The human papilloma viruses (HPVs) are among the widespread sexually transmitted pathogens infecting women. Like HIV, HPV’s importance resides in the potential long-term consequences of infection with selective types. HPV types 16 and 18 are deemed to be carcinogens and/or co-carcinogens for the female genital tract. HPV DNA has been found in all grades of cervical intraepithelial neoplasia (CIN) as well as in invasive cervical cancer. Types 16 and 18 are present in approximately 70% of cancers. Types 10, 11, 31, 33, 35, 46, 51, and 56 account for most of the remaining cancers for which DNA typing has been done.
Using the HPV major coat protein, L1, researchers have developed 2 HPV vaccines: a quadrivalent vaccine with HPV 6/11/16/18 and a bivalent vaccine with HPV 16/18. The antibodies induced by the vaccines persist for at least 5 years.1 The presumed protection from these vaccines does not lessen the importance of continued cytological monitoring of the cervix and vagina.

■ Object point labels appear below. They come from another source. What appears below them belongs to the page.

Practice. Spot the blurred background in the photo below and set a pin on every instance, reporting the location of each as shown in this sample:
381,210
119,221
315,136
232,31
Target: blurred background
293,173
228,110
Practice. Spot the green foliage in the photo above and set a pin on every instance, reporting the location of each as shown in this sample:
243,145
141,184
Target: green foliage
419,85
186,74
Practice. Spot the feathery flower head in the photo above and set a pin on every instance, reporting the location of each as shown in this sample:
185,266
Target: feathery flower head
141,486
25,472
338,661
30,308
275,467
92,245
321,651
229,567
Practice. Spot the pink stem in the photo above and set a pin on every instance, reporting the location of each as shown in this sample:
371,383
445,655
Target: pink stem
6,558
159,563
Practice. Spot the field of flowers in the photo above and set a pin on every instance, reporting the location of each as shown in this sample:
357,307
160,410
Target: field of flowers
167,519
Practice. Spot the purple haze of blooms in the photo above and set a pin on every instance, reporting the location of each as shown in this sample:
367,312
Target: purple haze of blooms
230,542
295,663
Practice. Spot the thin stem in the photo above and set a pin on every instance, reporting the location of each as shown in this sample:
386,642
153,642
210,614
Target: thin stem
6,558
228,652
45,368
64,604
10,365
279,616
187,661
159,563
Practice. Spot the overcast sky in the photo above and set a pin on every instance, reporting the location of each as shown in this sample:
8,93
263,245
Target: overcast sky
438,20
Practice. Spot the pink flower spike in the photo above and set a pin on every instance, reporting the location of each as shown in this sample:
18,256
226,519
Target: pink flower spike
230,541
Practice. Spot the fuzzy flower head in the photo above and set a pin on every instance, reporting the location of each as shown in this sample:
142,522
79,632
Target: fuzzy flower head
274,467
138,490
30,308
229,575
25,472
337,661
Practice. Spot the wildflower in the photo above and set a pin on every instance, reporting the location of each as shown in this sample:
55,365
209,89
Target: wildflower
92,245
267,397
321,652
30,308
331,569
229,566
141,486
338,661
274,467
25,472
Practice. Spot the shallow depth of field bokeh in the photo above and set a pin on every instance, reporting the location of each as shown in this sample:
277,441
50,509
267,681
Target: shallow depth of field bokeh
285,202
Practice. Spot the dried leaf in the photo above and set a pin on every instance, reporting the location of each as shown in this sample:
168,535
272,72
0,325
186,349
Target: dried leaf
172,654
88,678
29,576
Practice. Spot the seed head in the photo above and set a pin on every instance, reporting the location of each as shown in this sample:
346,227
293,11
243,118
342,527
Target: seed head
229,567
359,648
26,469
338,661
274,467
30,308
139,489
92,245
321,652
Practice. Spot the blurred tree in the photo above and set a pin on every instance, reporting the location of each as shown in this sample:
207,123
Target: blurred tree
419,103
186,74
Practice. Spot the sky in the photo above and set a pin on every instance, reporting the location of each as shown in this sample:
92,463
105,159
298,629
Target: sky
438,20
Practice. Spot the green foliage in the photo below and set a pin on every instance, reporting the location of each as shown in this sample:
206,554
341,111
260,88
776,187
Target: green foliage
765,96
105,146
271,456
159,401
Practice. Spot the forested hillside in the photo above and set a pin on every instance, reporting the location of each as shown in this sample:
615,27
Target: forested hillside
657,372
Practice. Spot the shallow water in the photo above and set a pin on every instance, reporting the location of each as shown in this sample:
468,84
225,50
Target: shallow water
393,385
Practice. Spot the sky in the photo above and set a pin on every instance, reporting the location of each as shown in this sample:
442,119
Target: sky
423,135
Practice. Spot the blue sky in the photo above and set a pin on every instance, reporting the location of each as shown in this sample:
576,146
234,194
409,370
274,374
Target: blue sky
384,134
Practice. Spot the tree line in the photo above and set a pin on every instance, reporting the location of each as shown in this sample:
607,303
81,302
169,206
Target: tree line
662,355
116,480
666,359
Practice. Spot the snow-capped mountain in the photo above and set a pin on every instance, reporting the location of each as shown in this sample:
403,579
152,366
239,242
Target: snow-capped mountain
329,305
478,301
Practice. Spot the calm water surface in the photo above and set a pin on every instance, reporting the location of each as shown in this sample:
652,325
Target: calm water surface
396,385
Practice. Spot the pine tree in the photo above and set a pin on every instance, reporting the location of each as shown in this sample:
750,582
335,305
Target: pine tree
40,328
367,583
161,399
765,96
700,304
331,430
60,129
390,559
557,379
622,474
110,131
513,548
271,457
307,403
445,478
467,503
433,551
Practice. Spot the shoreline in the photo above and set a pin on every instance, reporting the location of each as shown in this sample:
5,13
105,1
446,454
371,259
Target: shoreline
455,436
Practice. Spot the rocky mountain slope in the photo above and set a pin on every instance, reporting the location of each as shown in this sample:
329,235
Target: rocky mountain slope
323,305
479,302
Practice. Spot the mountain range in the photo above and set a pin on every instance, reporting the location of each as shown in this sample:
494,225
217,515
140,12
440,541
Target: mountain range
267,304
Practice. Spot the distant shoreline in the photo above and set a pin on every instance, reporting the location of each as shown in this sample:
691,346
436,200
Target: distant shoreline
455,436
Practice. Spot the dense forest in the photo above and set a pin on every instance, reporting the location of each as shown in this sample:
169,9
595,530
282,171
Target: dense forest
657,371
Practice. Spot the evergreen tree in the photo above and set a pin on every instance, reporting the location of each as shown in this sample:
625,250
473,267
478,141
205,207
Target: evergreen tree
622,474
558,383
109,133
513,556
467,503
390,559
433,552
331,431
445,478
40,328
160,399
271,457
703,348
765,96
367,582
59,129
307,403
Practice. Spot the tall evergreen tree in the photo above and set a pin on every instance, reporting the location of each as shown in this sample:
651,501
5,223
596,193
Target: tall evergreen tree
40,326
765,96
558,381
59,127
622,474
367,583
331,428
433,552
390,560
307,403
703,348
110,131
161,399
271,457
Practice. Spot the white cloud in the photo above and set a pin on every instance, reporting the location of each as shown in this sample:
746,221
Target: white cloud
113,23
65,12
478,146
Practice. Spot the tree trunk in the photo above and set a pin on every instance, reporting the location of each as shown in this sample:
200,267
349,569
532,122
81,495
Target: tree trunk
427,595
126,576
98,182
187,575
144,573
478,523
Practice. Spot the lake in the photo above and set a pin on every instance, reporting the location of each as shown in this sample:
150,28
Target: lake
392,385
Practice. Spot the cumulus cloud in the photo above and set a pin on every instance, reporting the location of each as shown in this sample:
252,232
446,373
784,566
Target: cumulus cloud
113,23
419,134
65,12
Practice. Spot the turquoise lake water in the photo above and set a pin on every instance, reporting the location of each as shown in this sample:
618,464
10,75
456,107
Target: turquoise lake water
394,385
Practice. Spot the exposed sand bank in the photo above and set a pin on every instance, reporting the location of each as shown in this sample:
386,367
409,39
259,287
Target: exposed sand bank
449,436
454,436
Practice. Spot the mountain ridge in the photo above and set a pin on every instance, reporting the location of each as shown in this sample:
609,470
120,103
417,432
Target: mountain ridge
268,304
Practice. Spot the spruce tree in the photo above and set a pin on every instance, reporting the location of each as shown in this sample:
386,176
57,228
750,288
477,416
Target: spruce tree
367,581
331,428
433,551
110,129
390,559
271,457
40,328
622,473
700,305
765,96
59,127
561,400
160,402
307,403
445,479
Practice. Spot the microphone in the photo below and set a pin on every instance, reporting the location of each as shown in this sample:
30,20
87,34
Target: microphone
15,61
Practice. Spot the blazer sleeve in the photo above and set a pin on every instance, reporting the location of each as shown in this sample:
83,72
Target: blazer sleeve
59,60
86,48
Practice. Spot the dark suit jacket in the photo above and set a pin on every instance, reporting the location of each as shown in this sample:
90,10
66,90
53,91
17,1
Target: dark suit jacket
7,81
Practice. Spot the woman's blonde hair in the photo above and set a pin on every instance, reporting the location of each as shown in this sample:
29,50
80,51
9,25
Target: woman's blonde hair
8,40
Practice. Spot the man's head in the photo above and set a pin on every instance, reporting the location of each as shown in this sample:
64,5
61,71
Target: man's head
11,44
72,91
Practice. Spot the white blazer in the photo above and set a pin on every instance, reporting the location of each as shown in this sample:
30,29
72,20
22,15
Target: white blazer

Beller and Abu-Rustum2 reported 2 cases of cervical cancer after HPV vaccination. One case involved a poorly differentiated adenocarcinoma for which HPV has not been implicated as a cause despite a high prevalence of HPV DNA. The second case was in a young vaccinated female with cervical cancer associated with HPV 31, a type not covered by the current vaccines. The value of Beller and Abu-Rustum’s report is not primarily in the data but rather in what the data infer: that lifelong screening by periodic cytological cervical smears for cervical cancer is not negated by prior vaccination.
As demonstrated in the second case, a number of HPV types not included in the vaccines have been linked to cervical precancerous and cancerous lesions. In some countries, types 16 and 18 are not the most endemic HPV types associated with cervical cancer. Over time, the elimination of HPV 16 and 18 will probably result in a shift in the prevalence of HPV types. Other oncogenic types will probably predominate as causes of precancerous and cancerous lesions.
A final concern, not expressed in the article by Beller and Abu-Rustum,2 centers on the duration of induced immunity. Compared with live vaccines, subparticle vaccines have a limited period of effectiveness.
The advent of the prophylactic effectiveness of the HPV vaccines in reducing CIN and preinvasive genital lesions is a wonderful achievement, but it does not lessen the need for lifelong cytological screening after vaccination.
1. Villa LL, Costa RL, Petta CA, et al. High sustained efficacy of a prophylactic quadrivalent human papilloma virus types 6/11/16/18 L1 virus-like particle vaccine through 5 years of follow-up. Br J Cancer. 2006;95:1459-1463.
2. Beller U, Abu-Rustum NR. Cervical cancers after human papillomavirus vaccination. Obstet Gynecol. 2009;113(2 pt 2):550-552.